Student Responsibilities
All first graders have the same expectations regarding responsibilities in the school and classroom.  As the year progresses, more independence is expected of the students.  Please practice these at home as well.

•Unpack your own backpack in the morning.
•Put your homework and other materials where they belong.
•Remember to order lunch (if needed).
•Begin the day's Wake Up Work.
•Put on your own outerwear, dealing with zippers, buttons and snaps.
•Tie your own shoes.
•Work quietly.
•Ask for help when you need it.
•Clean up after yourself.
•Collect your work and notices and pack your own backpack at the end of the day.

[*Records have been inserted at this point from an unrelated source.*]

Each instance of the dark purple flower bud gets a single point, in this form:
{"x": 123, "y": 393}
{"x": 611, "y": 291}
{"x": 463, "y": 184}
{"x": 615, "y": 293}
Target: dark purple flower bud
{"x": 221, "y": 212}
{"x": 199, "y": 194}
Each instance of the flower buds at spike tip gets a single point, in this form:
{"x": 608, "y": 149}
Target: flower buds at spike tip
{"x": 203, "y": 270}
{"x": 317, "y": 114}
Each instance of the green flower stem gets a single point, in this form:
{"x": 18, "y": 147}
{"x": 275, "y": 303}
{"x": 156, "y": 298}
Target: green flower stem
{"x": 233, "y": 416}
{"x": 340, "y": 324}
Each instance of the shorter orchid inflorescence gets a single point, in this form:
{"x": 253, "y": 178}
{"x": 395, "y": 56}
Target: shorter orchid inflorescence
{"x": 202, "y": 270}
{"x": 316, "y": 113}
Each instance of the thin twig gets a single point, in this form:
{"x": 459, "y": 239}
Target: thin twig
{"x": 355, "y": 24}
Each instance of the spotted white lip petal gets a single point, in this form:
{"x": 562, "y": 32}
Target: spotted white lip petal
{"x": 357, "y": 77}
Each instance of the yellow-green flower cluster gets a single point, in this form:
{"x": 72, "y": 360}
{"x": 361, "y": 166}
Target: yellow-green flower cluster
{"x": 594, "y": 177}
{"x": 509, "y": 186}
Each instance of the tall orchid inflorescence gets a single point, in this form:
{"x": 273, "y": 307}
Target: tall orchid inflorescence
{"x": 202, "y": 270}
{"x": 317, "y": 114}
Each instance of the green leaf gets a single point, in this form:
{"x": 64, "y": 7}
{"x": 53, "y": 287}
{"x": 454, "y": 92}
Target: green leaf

Early in the year frequent reminders, prompts, and lots of help are provided.  As the year unfolds and the children show me that they are ready, I practice a "gradual release of responsibility" from reminding, prompting, and helping with these tasks.

Classroom Rules
Our rules are posted on the classroom wall.  We review the rules frequently during the first few weeks of school and as often as needed throughout the year.  Our rules are:

•We treat others with respect.  This rule is practiced and discussed a lot!  This means we use kind words and actions, keep hands, feet, and objects to ourselves, and we don't tease.
•We listen.
•We raise our hands.
•We work quietly.
•We share.
•We always do our best.

Consequences for Breaking Classroom Rules
I am a firm believer that logical consequences, when applied fairly and consistently, are essential to a child's growth and development.  When a rule is broken, I always remind the student of the correct behavior and what the expectation is.  Often, that is all most children need to get back on track.  However, when a child repeatedly breaks a rule, other consequences may include:

•Losing a point on Class Dojo.  Students can earn points for good behavior.  More info on Class Dojo will be discussed at Open House.
•Losing recess time to discuss the rule with me, to reflect on his/her behavior, and to practice the rule. 
•Apologizing/writing a note of apology (depending on the rule that was broken).

If a child continues to break a rule even after the consequences above are imposed, more serious consequences will be imposed.  These include:

•Going to see Mrs. Gagliardi to discuss the situation.  If this happens, you will receive a note or email from me letting you know this happened.
•Calling a parent to discuss the behavior and how it will be handled in school and followed up on at home.